A guide to how expats can beat global economics
You might be able to escape the bad weather and the bustling crowds of the city, but one thing you can’t run away from is the global financial crisis. Unfortunately the UK has a struggling economy, a weak pound and poor interest rates, and many people believe that they can leave all these worries behind for sunnier climes. Sadly though, those expats can still be affected by the situation back home if they’re relying on an income garnered from British-based assets.
To try and help you in the battle against global economics, we’ve put together a guide to try and provide you with the knowledge to protect your money and survive abroad.
Research currency exchange
Thanks to the internet, currency exchange has become a lot more convenient and the average Joe can now move money around at their leisure to comply with the most preferable rate possible. Banks are not always your best friend when it comes to exchange rates so it pays to shop around for the best option of moving around large sums of money and who offers the best exchange rates and terms. If in doubt, pick up the phone and ring around and talk to a financial expert who can simply outline your best options.

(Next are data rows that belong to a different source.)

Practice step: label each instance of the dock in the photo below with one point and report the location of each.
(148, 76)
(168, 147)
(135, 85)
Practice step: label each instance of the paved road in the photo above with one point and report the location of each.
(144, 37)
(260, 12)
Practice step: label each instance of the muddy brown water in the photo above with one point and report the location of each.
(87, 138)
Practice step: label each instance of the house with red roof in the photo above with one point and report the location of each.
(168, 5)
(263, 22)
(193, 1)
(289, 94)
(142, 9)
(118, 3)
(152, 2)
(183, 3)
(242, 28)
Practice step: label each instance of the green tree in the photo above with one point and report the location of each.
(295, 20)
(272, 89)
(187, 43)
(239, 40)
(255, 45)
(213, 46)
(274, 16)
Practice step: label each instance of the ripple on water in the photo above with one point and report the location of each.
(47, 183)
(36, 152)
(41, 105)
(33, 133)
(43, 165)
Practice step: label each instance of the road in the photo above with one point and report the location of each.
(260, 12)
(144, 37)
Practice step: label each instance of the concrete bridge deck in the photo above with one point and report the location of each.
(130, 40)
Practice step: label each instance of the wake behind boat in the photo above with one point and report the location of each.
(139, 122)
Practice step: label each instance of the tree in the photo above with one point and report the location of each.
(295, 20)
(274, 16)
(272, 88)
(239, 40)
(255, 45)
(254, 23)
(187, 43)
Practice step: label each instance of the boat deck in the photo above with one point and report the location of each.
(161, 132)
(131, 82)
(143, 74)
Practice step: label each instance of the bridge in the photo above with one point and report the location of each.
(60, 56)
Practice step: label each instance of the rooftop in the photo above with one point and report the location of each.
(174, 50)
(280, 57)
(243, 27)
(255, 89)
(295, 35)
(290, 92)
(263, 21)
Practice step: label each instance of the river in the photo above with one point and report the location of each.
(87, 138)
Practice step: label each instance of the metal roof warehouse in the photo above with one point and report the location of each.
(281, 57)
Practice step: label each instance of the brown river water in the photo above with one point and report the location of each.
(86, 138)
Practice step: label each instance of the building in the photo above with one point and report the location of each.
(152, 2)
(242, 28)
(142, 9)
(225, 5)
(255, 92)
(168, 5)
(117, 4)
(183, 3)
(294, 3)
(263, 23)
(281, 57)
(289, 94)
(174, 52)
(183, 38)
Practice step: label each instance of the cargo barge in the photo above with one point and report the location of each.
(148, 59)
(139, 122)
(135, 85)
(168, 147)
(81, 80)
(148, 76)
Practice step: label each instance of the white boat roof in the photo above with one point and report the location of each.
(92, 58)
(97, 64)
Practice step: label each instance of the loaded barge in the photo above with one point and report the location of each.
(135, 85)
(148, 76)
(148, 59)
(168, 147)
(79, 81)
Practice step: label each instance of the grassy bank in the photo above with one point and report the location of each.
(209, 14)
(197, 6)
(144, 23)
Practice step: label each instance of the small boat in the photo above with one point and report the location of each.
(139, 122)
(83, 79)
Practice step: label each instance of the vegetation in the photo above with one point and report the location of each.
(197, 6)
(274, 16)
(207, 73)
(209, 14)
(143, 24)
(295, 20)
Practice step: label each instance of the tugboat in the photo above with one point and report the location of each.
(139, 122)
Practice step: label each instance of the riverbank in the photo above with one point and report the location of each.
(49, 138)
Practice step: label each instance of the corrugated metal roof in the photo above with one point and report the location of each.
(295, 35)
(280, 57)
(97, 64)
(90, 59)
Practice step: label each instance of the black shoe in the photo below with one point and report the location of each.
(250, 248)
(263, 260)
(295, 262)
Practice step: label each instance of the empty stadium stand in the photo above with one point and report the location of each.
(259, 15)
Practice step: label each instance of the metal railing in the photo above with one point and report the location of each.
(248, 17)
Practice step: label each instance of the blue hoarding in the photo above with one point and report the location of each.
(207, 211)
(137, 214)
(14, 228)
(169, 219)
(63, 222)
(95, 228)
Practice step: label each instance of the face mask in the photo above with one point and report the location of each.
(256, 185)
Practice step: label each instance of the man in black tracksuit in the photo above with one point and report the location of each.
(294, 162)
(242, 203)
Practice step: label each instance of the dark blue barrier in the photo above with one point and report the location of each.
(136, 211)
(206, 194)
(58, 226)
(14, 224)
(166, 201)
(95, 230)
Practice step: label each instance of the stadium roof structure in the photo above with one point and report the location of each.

QROPS have proved to be a complicated topic due to their ambiguity but it’s important to at least be aware of them. Trying to put it simply, QROPS stands for “Qualifying Recognised Overseas Pensions Scheme” which effectively allows you to move your private pension offshore. There are many possible benefits to this such as avoiding UK taxation on your pension, avoiding currency fluctuations and giving you greater control of your savings. As with all money-moving schemes there are risks associated with QROPS so it’s important to get some advice and fully analyse the pros and cons.
Many expats find that when they retire they are not entitled to a state pension because there are gaps in their National Insurance (NI) history. If you have missing years of not paying NI you can simply not just buy your way back onto the scheme but you can pay up to six years arrears to make up the necessary contributions of 44 years for a man and 39 years for a woman. To avoid this situation, you can first check your NI record by getting in touch with the Inland Revenue Centre. If you want to make sure you’re fully eligible for a UK state pension then you can organise voluntary NI contributions while you’re out of the country.
Though many see renting as just throwing money away, it can prove to be the safest option in what is an unstable housing market all over the world. Unless you’re fully committed to spending the rest of your life abroad you may be best advised to rent in your soon-to-be adopted homeland and leave your UK property up for rent also. No one can predict the future but you might find it difficult to sell your house in the UK and find it even more difficult to up sticks overseas in a few years time. The real estate market in Greece, Spain and Portugal has crashed completely whilst the likes of Australia and New Zealand have some of the highest priced properties in what is still a slow moving sector.
If you’re planning on moving abroad then it’s of critical importance that you get in touch with a financial expert so that you can assess what to do with your money and can avoid getting caught out by confusing foreign regulations.